I write this post with the potential of alienating a certain number of you guys who may have had these same crazy thoughts when it comes to pregnancy. Sorry to call you out on this one but at least I’m not naming names.
Pregnancy doesn’t affect you, it’s her thing. Dude, if this is you I just gotta say please erase this from your thinking ASAP. Yes, she is going through all the emotional and physical changes and for the most part you are on the sidelines. But your relationship is key to parenting so make an effort to get involved right from the start. Attend as many (if not all) of her doctor’s appointments that you can. Sign up for a pregnancy calendar so you know what’s happening with the baby (and her) each week. Most of all, let her know you are there for her. Chances are there will be times when tears show up out of the blue. Don’t run away, be the man she needs you to be by listening to her and supporting her. And if nothing else, be thankful you don’t have to endure the rough parts of pregnancy.

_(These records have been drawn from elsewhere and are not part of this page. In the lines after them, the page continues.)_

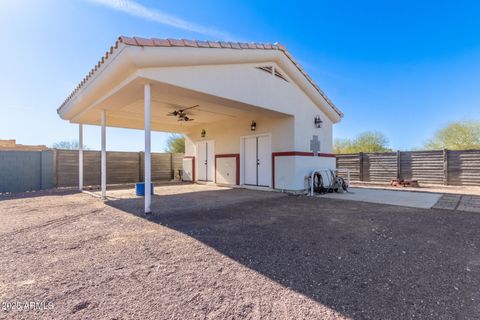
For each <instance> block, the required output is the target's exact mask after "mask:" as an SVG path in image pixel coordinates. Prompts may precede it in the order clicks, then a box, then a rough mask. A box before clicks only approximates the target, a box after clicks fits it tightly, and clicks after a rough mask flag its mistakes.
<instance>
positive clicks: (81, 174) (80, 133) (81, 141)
mask: <svg viewBox="0 0 480 320" xmlns="http://www.w3.org/2000/svg"><path fill="white" fill-rule="evenodd" d="M78 190H80V191H83V124H81V123H80V124H79V125H78Z"/></svg>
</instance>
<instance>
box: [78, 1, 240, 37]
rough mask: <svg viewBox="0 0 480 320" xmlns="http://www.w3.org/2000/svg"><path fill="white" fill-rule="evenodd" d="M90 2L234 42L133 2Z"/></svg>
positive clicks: (192, 25) (206, 27)
mask: <svg viewBox="0 0 480 320" xmlns="http://www.w3.org/2000/svg"><path fill="white" fill-rule="evenodd" d="M87 1H89V2H92V3H95V4H99V5H103V6H106V7H108V8H111V9H114V10H117V11H121V12H124V13H127V14H129V15H132V16H136V17H139V18H142V19H146V20H150V21H154V22H157V23H161V24H163V25H167V26H171V27H174V28H178V29H181V30H185V31H190V32H195V33H198V34H202V35H206V36H209V37H213V38H214V39H213V40H232V36H231V35H229V34H228V33H225V32H223V31H220V30H217V29H215V28H211V27H206V26H202V25H198V24H195V23H191V22H189V21H186V20H184V19H181V18H178V17H175V16H173V15H170V14H167V13H164V12H161V11H159V10H156V9H152V8H147V7H145V6H144V5H142V4H140V3H138V2H135V1H132V0H87Z"/></svg>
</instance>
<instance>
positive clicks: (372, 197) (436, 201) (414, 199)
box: [318, 188, 442, 209]
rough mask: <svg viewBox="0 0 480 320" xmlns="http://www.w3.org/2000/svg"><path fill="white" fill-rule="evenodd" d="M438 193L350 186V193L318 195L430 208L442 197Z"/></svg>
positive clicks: (327, 197)
mask: <svg viewBox="0 0 480 320" xmlns="http://www.w3.org/2000/svg"><path fill="white" fill-rule="evenodd" d="M441 196H442V195H441V194H438V193H425V192H411V191H397V190H381V189H367V188H350V191H349V192H348V193H328V194H325V195H318V197H325V198H331V199H341V200H351V201H363V202H372V203H381V204H390V205H396V206H404V207H413V208H424V209H430V208H431V207H433V206H434V205H435V204H436V203H437V202H438V200H440V198H441Z"/></svg>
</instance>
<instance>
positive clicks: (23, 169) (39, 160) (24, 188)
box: [0, 151, 42, 193]
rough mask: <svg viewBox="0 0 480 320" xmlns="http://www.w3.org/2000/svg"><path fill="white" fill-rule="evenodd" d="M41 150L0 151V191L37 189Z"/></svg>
mask: <svg viewBox="0 0 480 320" xmlns="http://www.w3.org/2000/svg"><path fill="white" fill-rule="evenodd" d="M41 163H42V162H41V152H38V151H0V192H1V193H4V192H24V191H32V190H39V189H41V187H42V184H41Z"/></svg>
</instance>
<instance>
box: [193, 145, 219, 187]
mask: <svg viewBox="0 0 480 320" xmlns="http://www.w3.org/2000/svg"><path fill="white" fill-rule="evenodd" d="M203 142H206V143H208V145H209V150H210V144H211V145H212V152H213V163H212V164H209V166H208V167H209V168H210V166H211V168H212V180H199V179H198V176H199V174H198V173H199V172H200V157H199V156H198V144H199V143H203ZM195 158H196V159H197V161H195V171H196V172H197V174H196V177H195V178H196V180H195V181H202V182H215V175H216V172H215V171H216V168H215V140H199V141H195ZM207 159H208V152H207ZM207 178H208V176H207Z"/></svg>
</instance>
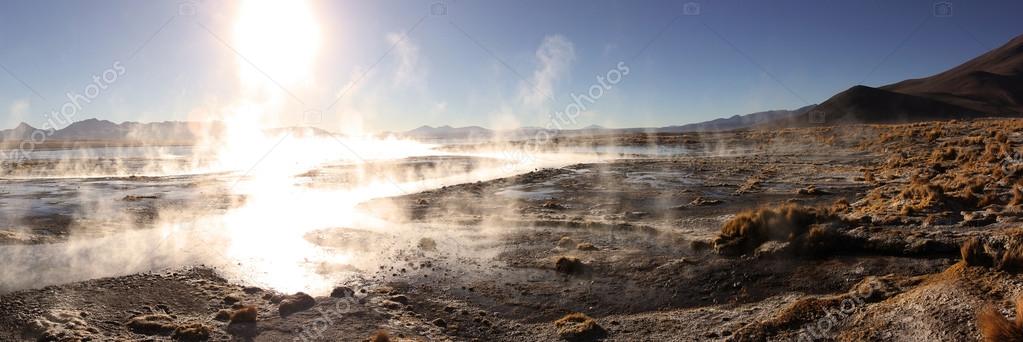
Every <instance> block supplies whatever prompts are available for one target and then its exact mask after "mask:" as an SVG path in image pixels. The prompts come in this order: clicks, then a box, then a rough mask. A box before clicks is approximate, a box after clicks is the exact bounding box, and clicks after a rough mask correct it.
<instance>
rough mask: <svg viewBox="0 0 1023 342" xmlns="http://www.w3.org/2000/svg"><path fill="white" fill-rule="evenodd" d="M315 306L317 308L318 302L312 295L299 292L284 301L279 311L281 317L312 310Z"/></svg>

Her bigger b**bs are there for you to enjoy. OK, perhaps I am a bit guilty of believing this once, but what is it with our fascination with br**sts? A stupid question, I admit. But let’s get serious. As much as we are excited about the idea that our partner’s br**sts will increase in size during pregnancy, it’s not all fun and games for her. In fact, in most (if not all) cases, it’s the exact opposite. Often these changes make her br**sts feel sore, tingly, and unusually sensitive to the touch (and, um, not in a good way). Can you believe I’ve actually heard guys say, “I can’t wait to play with these big ol’ P0*n star br**sts.” Dude, really? Why not just enjoy the view?

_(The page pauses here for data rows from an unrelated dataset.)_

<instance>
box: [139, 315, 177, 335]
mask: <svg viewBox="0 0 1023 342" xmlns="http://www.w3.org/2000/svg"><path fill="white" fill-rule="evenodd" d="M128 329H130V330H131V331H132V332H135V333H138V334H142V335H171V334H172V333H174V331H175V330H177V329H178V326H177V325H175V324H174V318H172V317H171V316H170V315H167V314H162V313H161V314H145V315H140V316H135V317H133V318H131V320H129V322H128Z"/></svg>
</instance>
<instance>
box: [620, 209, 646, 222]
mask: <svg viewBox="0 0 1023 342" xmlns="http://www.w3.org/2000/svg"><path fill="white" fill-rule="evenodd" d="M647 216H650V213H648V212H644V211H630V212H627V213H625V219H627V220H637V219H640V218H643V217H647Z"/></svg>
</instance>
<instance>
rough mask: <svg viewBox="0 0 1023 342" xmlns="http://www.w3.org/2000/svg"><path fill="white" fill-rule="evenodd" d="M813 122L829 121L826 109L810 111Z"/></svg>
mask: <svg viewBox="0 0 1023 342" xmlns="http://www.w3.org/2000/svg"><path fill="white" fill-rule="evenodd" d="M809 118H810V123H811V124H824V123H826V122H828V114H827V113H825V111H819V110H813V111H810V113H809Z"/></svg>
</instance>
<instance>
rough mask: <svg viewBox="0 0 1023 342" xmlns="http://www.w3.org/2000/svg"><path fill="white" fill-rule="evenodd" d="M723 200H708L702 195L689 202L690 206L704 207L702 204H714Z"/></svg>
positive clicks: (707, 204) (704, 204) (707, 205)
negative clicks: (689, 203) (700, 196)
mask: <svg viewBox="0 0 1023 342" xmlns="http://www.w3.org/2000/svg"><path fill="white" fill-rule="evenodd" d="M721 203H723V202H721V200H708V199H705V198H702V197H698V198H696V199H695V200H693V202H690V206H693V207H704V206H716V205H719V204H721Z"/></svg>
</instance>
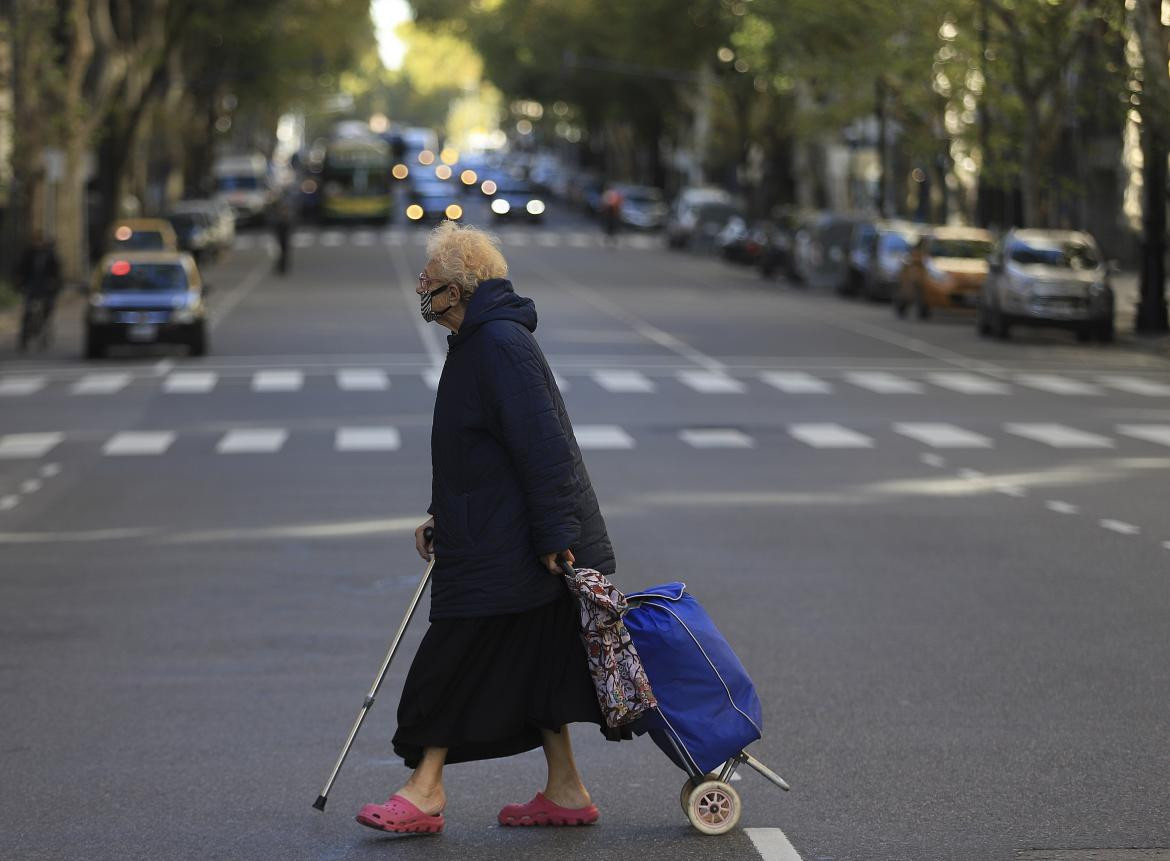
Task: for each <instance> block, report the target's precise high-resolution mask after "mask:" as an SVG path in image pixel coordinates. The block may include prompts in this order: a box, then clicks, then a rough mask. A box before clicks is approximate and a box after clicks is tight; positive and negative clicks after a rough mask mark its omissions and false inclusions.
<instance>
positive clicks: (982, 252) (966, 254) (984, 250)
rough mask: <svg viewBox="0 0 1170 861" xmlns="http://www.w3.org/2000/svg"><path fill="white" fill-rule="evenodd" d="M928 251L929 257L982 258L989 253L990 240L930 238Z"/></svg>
mask: <svg viewBox="0 0 1170 861" xmlns="http://www.w3.org/2000/svg"><path fill="white" fill-rule="evenodd" d="M928 253H929V254H930V256H931V257H964V259H968V260H982V259H983V257H986V256H987V255H989V254H991V242H989V241H987V240H982V239H932V240H930V246H929V248H928Z"/></svg>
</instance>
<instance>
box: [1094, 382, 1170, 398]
mask: <svg viewBox="0 0 1170 861" xmlns="http://www.w3.org/2000/svg"><path fill="white" fill-rule="evenodd" d="M1099 380H1100V383H1101V384H1102V385H1106V386H1109V387H1110V388H1116V390H1117V391H1119V392H1126V393H1128V394H1141V395H1143V397H1145V398H1170V383H1155V381H1154V380H1148V379H1144V378H1142V377H1100V378H1099Z"/></svg>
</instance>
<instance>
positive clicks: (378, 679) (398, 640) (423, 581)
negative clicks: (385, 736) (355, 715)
mask: <svg viewBox="0 0 1170 861" xmlns="http://www.w3.org/2000/svg"><path fill="white" fill-rule="evenodd" d="M433 535H434V532H433V530H431V529H428V530H427V531H426V532H425V533H424V536H425V538H426V542H427V544H428V545H429V544H431V540H432V537H433ZM434 566H435V560H434V555H433V553H432V557H431V564H429V565H427V570H426V572H425V573H424V574H422V579H421V580H419V585H418V587H417V588H415V590H414V595H413V597H412V598H411V604H409V606H408V607H407V608H406V615H405V617H402V624H401V625H399V626H398V633H397V634H394V639H393V641H392V642H391V643H390V652H387V653H386V659H385V660H384V661H383V662H381V669H379V670H378V677H377V679H374V680H373V687H371V688H370V693H369V694H366V698H365V700H364V701H363V703H362V708H360V709H359V710H358V717H357V719H356V721H355V722H353V726H352V728H351V729H350V736H349V738H346V739H345V746H343V748H342V755H340V756H339V757H337V765H335V766H333V771H332V772H331V773H330V774H329V779H328V780H326V781H325V788H323V790H322V791H321V794H319V795H317V800H316V801H314V803H312V806H314V807H316V808H317V810H318V811H323V810H325V801H326V800H328V799H329V791H330V790H331V788H332V787H333V780H336V779H337V772H339V771H340V770H342V765H343V764H344V763H345V757H347V756H349V755H350V748H351V746H352V745H353V739H355V738H357V736H358V730H360V729H362V722H363V721H365V716H366V712H367V711H370V707H371V705H373V700H374V697H376V696H378V688H380V687H381V683H383V681H384V680H385V679H386V673H387V671H388V670H390V662H391V661H393V660H394V653H395V652H398V645H399V643H400V642H401V641H402V634H405V633H406V627H407V626H408V625H409V624H411V619H412V618H413V617H414V611H415V609H418V606H419V601H421V600H422V592H424V591H425V590H426V587H427V584H428V583H429V581H431V570H432V569H433V567H434Z"/></svg>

You’ll hurt the baby during s*x. Once again, I’m calling myself out on this one. I’m not trying to flatter myself, believe me, but this is a legitimate fear. But the truth is that the baby is protected by your partner’s abdomen and the muscular walls of her uterus. While I suggest getting advice from her doctor when it comes to s*x since every woman’s pregnancy is different, for the most part you don’t need to worry…you ain’t gonna get near the kid!
Cravings are her thing. She’ll have cravings, but so will you! That’s something I never thought about when my wife was pregnant with our first child. In fact, it wasn’t until I gained a good 10 pounds that I realized I was overindulging. It’s crazy how fast the pounds can add on when you are not paying attention. So unless you are a health nut, get into the mindset early on and pay attention to your intake. Or if you prefer to enjoy yourself then at least make an effort to find time to exercise. If your partner is up to it, ask her to join you.
You and your partner will never have s*x again. I’m just gonna come right out and say that this isn’t true. You will have s*x again. Some of you sooner than later, but know it will be a part of your life once again. Some couples continue having s*x during pregnancy and if you are able to then go for it. Unless her doctor absolutely forbids it, which is unusual, chances are you will continue to have s*x during your pregnancy. But be warned, if she’s not into it, then take her lead. You will need to be flexible in this department.